Don’t feel bad if you’ve been doing this wrong. When people tell you how the subscription economy or the membership economy is such a terrific industry, they never mention one crucial detail. I usually find it’s because few truly understand it.
The biggest mistake subscription businesses make is using the transactional business model.
The transactional model is essentially, “I’ll send you three issues,” or “I’ll send you three boxes for the price of two,” or “get these free bonus items for free when you join the subscription.” While these offers are sometimes enticing, they lead to high subscriber churn. The problem? Your subscribers don’t want more stuff.
How many of your prospective subscribers woke up today thinking, “Wow, I hope today is the day I get an email!” Or, “I wish I had more to read.” Or, “I need some more stuff around here; my home and office are almost empty.” No, your potential subscriber doesn’t need more stuff; she’s already overwhelmed by what she has.
As marketers, we often dress up the transactional model with smart marketing strategies. Perhaps you show that everyone else is buying your subscription to demonstrate social proof, you inject scarcity by making your offer available for only a limited time, or you generate reciprocity by giving subscribers so much for free that they want to buy from you to give back. All smart strategies, but not one of them is as powerful as transformational marketing.
How do you create enduring excitement for your subscription? Instead of the transactional model, use the transformational. Think about weight loss, for example. Weight loss companies have this down to a science. They use before and after photos and videos to show the transformation that members can expect from using their weight loss products and programs.
The recycling movement also uses the transformational model. When you drop that trash into a recycle bin, you transform yourself from a wasteful, over consuming environmental terrorist into someone who cares about the environment.
Think about your products and services. What is the transformation that you give to your members and subscribers? How do they feel about themselves now, and how will they feel after they subscribe to your program?

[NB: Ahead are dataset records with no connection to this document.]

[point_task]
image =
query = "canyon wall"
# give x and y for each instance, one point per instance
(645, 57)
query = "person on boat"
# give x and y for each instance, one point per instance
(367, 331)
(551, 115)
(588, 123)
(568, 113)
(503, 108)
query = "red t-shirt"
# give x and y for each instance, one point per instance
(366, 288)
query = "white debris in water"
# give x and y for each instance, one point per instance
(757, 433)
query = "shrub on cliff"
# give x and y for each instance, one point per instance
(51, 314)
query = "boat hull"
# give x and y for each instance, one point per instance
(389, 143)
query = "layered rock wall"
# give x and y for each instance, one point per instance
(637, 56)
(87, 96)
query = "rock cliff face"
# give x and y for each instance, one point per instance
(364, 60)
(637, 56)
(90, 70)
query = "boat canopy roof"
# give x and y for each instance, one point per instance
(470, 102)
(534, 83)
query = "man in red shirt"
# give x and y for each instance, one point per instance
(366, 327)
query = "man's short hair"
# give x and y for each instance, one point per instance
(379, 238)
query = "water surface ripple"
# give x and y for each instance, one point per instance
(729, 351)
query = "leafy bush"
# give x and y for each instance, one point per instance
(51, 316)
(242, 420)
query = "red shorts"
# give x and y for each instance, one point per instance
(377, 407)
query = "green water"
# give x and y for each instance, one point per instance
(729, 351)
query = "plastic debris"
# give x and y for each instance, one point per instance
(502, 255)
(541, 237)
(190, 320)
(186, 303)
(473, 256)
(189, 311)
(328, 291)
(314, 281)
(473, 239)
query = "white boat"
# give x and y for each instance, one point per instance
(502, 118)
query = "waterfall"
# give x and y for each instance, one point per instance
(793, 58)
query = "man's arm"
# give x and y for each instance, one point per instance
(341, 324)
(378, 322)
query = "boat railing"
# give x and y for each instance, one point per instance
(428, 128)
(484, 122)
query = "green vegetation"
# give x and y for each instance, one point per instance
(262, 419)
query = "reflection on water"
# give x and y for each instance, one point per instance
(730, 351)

What will they be able to do better? How are you going to create a difference in their life?
If you are a financial publisher, you want to help your subscribers make money, but it goes beyond that. It’s also about making them feel like they are providing well for their family.
If you provide a subscription box to dog owners, focus on the closer relationship they will have with their pet rather than on the actual items in the kit.
If it’s a subscription for parents or grandparents, describe the unique experience they will have with their loved one when they use your products so they can transform themselves into parents or grandparents who care about that special child’s future.
While this may appear to be a subtle change, it makes all the difference in the world. In fact, it’s one of the biggest reasons why clients who hire me to reduce their subscriber churn discover that what I do for them helps them to increase new subscriber rates as well. Transformations create communities. Moving from an outsider to an insider is a huge emotional shift. For example, a box that is curated to transform your subscriber into one of the coolest new fashionistas in her peer group changes the way she feels about herself.
Transformation marketing makes subscribers want to share, refer you to their friends, and renew. It’s the single most overlooked retention tool in the subscription economy.
Promote the transformation, and you will see your churn numbers go down and your retention rates go up.